I think it’s okay to start the conversation with a joke but I wouldn’t make it sarcastic. First, he’s likely to not “get it” and if he does then the tone of the converstion is already kind of aggressive.

I agree with PPs that maybe he’s changed his mind about kids completely. I just got married and my Darling Husband brought up our previously-decided TTC timeline on our honeymoon. It makes sense if you were recently married that the actual timeline (even if in the distant future) would be on your DH’s mind. The fact that it’s not is kind of concerning to me.

For most of us I think this is a topic that isn’t discussed and decided in one conversation. I think it should probably come up several times, timeline set, periodic check-ins that you’re still on the same page, etc before you actually start trying. The longer you wait to address it the longer it will take to get there and you want to be really sure that he’s not feeling dragged into the decision and is really committed. I think every relationship I’ve seen where one partner felt pushed into parenthood has ultimately failed so take his feelings into consideration and really listen to what he tells you, even if it’s not what you want to hear. Play the long game here. You want to both be all in on your decision to TTC.

Post # 55
Member
891 posts
Busy bee
  • Wedding: March 2015

Should have had that conversation long before you were married, but people have already told you that. 

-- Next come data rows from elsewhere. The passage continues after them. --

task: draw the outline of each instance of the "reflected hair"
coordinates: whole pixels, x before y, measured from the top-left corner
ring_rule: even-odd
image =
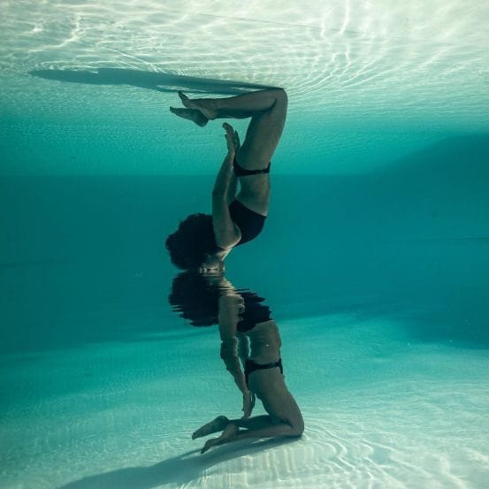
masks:
[[[212,216],[190,214],[180,222],[177,231],[166,238],[165,244],[175,266],[181,270],[198,269],[206,256],[212,255],[218,248]]]
[[[182,271],[173,279],[168,302],[193,326],[211,326],[218,324],[219,294],[202,275]]]

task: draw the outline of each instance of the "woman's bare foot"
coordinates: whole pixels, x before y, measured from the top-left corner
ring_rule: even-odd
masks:
[[[170,111],[176,116],[195,122],[201,127],[203,127],[209,122],[209,119],[206,118],[200,111],[197,111],[197,109],[175,109],[174,107],[170,107]]]
[[[218,416],[216,419],[209,422],[192,433],[192,439],[202,436],[210,435],[217,432],[222,432],[229,424],[229,419],[225,416]]]
[[[204,454],[205,452],[207,452],[207,450],[209,450],[209,448],[212,448],[212,447],[216,447],[217,445],[222,445],[223,443],[233,441],[236,438],[236,435],[239,432],[240,428],[238,428],[236,424],[234,424],[233,423],[229,423],[220,437],[212,438],[205,442],[205,445],[201,450],[201,454]]]
[[[218,115],[216,111],[209,106],[211,103],[210,99],[197,98],[190,100],[183,92],[179,92],[179,96],[180,97],[181,103],[187,109],[199,111],[207,120],[216,118]]]

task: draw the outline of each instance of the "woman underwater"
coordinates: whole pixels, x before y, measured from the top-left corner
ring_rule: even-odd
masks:
[[[219,416],[192,434],[195,439],[222,432],[201,453],[243,439],[300,437],[302,415],[285,382],[280,334],[264,299],[234,288],[222,274],[186,271],[174,279],[169,300],[195,326],[218,323],[220,357],[242,394],[241,418]],[[251,416],[256,397],[266,414]]]
[[[212,215],[191,214],[166,240],[177,267],[220,271],[233,248],[255,239],[264,227],[270,200],[271,159],[284,128],[287,96],[281,88],[217,99],[191,100],[181,92],[179,96],[186,108],[171,107],[172,112],[201,126],[215,118],[251,118],[241,146],[238,133],[223,124],[227,155],[212,190]]]

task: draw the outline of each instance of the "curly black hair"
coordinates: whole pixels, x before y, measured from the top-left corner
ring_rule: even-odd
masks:
[[[211,326],[218,324],[219,295],[218,287],[187,271],[173,279],[168,302],[173,311],[180,312],[193,326]]]
[[[190,214],[181,221],[175,233],[166,239],[172,263],[181,270],[195,270],[206,255],[216,252],[218,245],[212,228],[212,216]]]

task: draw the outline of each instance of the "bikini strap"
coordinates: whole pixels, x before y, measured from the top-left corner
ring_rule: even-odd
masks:
[[[247,170],[236,161],[236,157],[234,157],[234,160],[233,161],[233,168],[234,169],[234,173],[237,177],[248,177],[248,175],[258,175],[259,173],[270,173],[271,163],[269,163],[268,166],[263,170]]]

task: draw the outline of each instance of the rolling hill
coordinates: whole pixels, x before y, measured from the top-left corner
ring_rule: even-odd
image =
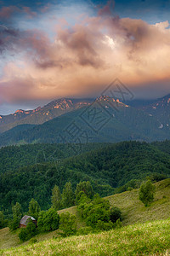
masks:
[[[156,183],[156,196],[149,207],[138,198],[138,189],[107,197],[123,213],[123,227],[98,234],[59,237],[58,231],[40,234],[21,244],[16,232],[0,230],[2,255],[168,255],[170,248],[170,180]],[[76,207],[59,211],[77,214]],[[81,219],[76,218],[81,227]],[[13,247],[13,248],[10,248]],[[167,253],[166,253],[167,252]],[[155,253],[155,254],[154,254]]]
[[[8,154],[9,158],[8,167],[0,173],[0,205],[6,215],[10,214],[11,204],[16,201],[22,205],[24,211],[27,211],[31,198],[38,201],[42,209],[48,208],[51,189],[55,184],[62,190],[66,182],[71,182],[75,189],[80,181],[89,180],[94,191],[105,196],[116,193],[120,187],[119,191],[125,191],[128,187],[138,187],[148,176],[158,181],[170,175],[170,155],[146,143],[124,142],[105,147],[99,145],[99,148],[95,144],[92,147],[87,144],[87,148],[82,148],[84,153],[79,152],[80,154],[72,157],[68,157],[68,154],[75,154],[72,148],[44,145],[37,154],[39,146],[3,149],[5,162],[8,161]],[[76,148],[79,146],[77,144]],[[90,147],[94,147],[94,150],[85,152]],[[14,148],[15,156],[10,160],[10,152],[15,151]],[[22,155],[25,148],[26,153]],[[58,154],[51,154],[54,149]],[[47,152],[46,161],[43,160],[44,152]],[[61,159],[59,160],[60,155]],[[37,160],[37,164],[29,166],[29,161],[31,165],[33,160]],[[17,168],[20,163],[26,166]],[[3,170],[4,161],[1,165]]]

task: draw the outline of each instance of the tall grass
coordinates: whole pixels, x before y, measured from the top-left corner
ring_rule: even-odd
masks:
[[[0,255],[169,255],[170,218],[1,251]]]

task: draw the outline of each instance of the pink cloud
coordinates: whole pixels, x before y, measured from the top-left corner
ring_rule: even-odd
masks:
[[[116,77],[129,88],[147,88],[157,81],[162,86],[166,81],[167,88],[168,22],[150,25],[141,20],[98,16],[70,28],[63,24],[52,28],[54,40],[38,30],[15,36],[14,49],[22,53],[22,60],[4,67],[0,79],[4,99],[94,96]]]

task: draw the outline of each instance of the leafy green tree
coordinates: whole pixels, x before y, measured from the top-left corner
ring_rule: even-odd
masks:
[[[3,212],[0,211],[0,229],[3,229],[7,226],[7,220],[4,218]]]
[[[81,191],[83,191],[87,195],[87,196],[89,197],[89,198],[93,198],[93,196],[94,195],[93,187],[92,187],[89,181],[80,182],[76,185],[76,191],[75,191],[76,198],[78,196],[78,195]]]
[[[22,228],[19,233],[19,238],[20,241],[25,241],[31,239],[32,236],[37,234],[37,230],[35,224],[32,223],[31,219],[27,220],[27,225],[26,228]]]
[[[60,216],[60,229],[63,230],[65,236],[75,235],[76,232],[76,218],[75,215],[61,213]]]
[[[22,217],[22,208],[21,205],[19,202],[16,202],[15,206],[12,207],[13,211],[13,218],[17,217],[18,218],[21,218]]]
[[[51,197],[52,207],[54,210],[60,210],[61,208],[61,194],[60,188],[54,185],[54,188],[52,189],[52,197]]]
[[[52,231],[59,228],[60,216],[57,212],[50,208],[48,211],[39,212],[37,226],[41,231]]]
[[[12,207],[13,211],[13,219],[9,222],[9,229],[15,230],[18,229],[20,218],[22,217],[21,205],[16,202],[15,206]]]
[[[91,202],[80,205],[80,207],[82,212],[82,216],[88,226],[96,229],[101,225],[101,222],[110,222],[110,202],[108,200],[100,198],[99,195],[95,195]],[[101,222],[99,223],[99,221]]]
[[[75,195],[72,191],[71,182],[66,183],[62,193],[62,207],[64,208],[74,206]]]
[[[35,199],[31,199],[29,202],[28,214],[34,217],[36,219],[38,218],[39,212],[41,211],[38,202]]]
[[[122,220],[122,212],[118,207],[113,207],[110,208],[110,219],[112,223],[116,223],[117,219]]]
[[[147,207],[154,200],[155,185],[148,180],[145,183],[142,183],[139,192],[139,200]]]

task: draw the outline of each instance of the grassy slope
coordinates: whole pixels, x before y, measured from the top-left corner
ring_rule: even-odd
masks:
[[[139,227],[141,225],[141,223],[144,223],[146,221],[152,221],[157,219],[166,219],[170,217],[170,179],[166,179],[156,183],[156,192],[155,195],[154,202],[149,207],[145,207],[143,203],[139,200],[139,191],[138,189],[133,189],[132,191],[127,191],[122,194],[114,195],[111,196],[108,196],[111,206],[117,206],[122,211],[123,216],[123,225],[131,225],[135,223],[140,223]],[[77,216],[76,207],[73,207],[69,209],[64,209],[59,211],[59,213],[63,212],[70,212],[72,214],[76,214],[77,217],[77,226],[82,226],[83,223],[81,221],[80,218]],[[160,222],[160,224],[162,221]],[[167,221],[162,224],[167,224]],[[168,221],[168,224],[170,227],[170,220]],[[150,225],[148,224],[148,225]],[[152,224],[151,224],[152,225]],[[156,224],[156,226],[157,224]],[[134,226],[135,227],[135,226]],[[129,229],[136,229],[133,226]],[[144,225],[141,226],[144,227]],[[128,232],[128,230],[126,230],[124,227],[125,232]],[[123,231],[123,230],[122,230]],[[117,231],[118,232],[118,231]],[[124,232],[124,231],[123,231]],[[145,232],[145,231],[144,231]],[[106,234],[106,233],[105,233]],[[118,234],[118,233],[117,233]],[[139,233],[140,234],[140,232]],[[36,239],[38,241],[42,240],[48,240],[56,236],[56,231],[50,232],[48,234],[38,235],[36,236]],[[91,235],[90,235],[91,236]],[[94,235],[92,235],[94,236]],[[96,235],[99,236],[99,235]],[[122,236],[122,235],[120,235]],[[155,236],[155,235],[154,235]],[[106,235],[107,236],[107,235]],[[117,235],[118,237],[118,235]],[[71,239],[71,240],[70,240]],[[71,241],[73,238],[69,238],[68,241]],[[80,238],[77,238],[80,239]],[[85,239],[85,238],[84,238]],[[86,238],[87,242],[89,240],[88,237]],[[63,240],[62,240],[63,241]],[[76,238],[75,238],[75,242]],[[89,240],[90,241],[90,240]],[[56,241],[59,242],[59,241]],[[62,243],[63,241],[61,241]],[[70,241],[68,241],[70,242]],[[130,241],[128,242],[131,242]],[[19,241],[17,235],[14,232],[9,233],[8,229],[3,229],[0,230],[0,247],[1,248],[9,248],[10,247],[16,247],[20,245],[21,243]],[[29,244],[29,241],[25,242],[24,244]],[[43,245],[45,247],[45,245]],[[130,247],[130,245],[129,245]],[[170,247],[170,245],[169,245]],[[12,255],[12,254],[11,254]],[[28,254],[29,255],[29,254]]]
[[[2,255],[168,255],[169,227],[170,218],[99,234],[53,238],[3,251]]]

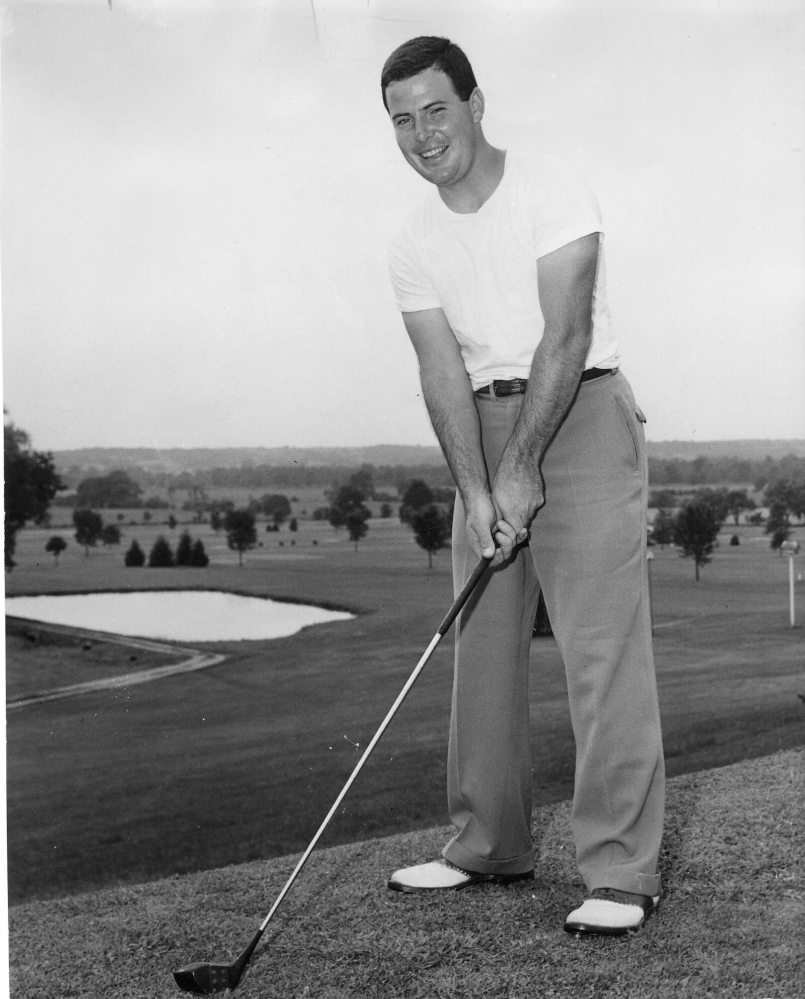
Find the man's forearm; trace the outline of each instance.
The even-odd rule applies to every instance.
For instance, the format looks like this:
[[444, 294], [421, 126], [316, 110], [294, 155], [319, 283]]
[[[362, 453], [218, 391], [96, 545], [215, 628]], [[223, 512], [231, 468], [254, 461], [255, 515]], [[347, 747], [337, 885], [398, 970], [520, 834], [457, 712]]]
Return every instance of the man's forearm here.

You need to be able to speak openly with your husband. Why would you marry someone if you’re afraid of asking them a simple question? 

And you can certainly try for a summer baby, but these things don’t always follow your personal agenda. 

Post # 56
Member
1590 posts
Bumble bee
  • Wedding: April 2017

giaf1:  It’s hard to say without knowledge of you and your husband. I can share my own experience though. My Fiance and I have some very definite things that need to happen before TTC – the wedding, moving to a bigger place, and I need to get off contract and onto ongoing status at work. When all of those things happen, I reckon I’m just going to say to him directly “so, the obstacles are out of the way, when should I go off the pill?”. However, I’d be confident in saying that because we have discussed this extensively, we know we want children, and we know we want them sooner rather than later.

If you are not confident that your Darling Husband wants kids soon – or even at all – it needs to be discussed sooner rather than later. Don’t hint at it – if your Darling Husband is anything like my Fiance, the hints will go sailing over his head and you’ll be sitting there like “what is the matter with you!”. You might get your feelings hurt if his timeline turns out to be different from yours, but the conversation has to be direct and soon.

Post # 57
Member
1265 posts
Bumble bee
  • Wedding: City, State

I think you are just overthinking things. Start with “I think I’m ready for a baby. What do you think?” and take it from there. Good luck!  🙂

Post # 60
Member
1980 posts
Buzzing bee

It’s just a conversation. Words. Exchanging of information and expectations. Why are you both so afraid?

Do you realize that having children will require MANY MANY MANY awkward/hurtful/distressing conversations down the road?

You two need to get on the same page about this ASAP, and leave the tip-toeing for something else.

“Honey, I wanted to talk about having kids. We talked briefly about starting before you were 30, but that means starting now. How do you feel about that? Do you think we’re ready? What needs to happen before you feel comfortable TTC?” And go from there.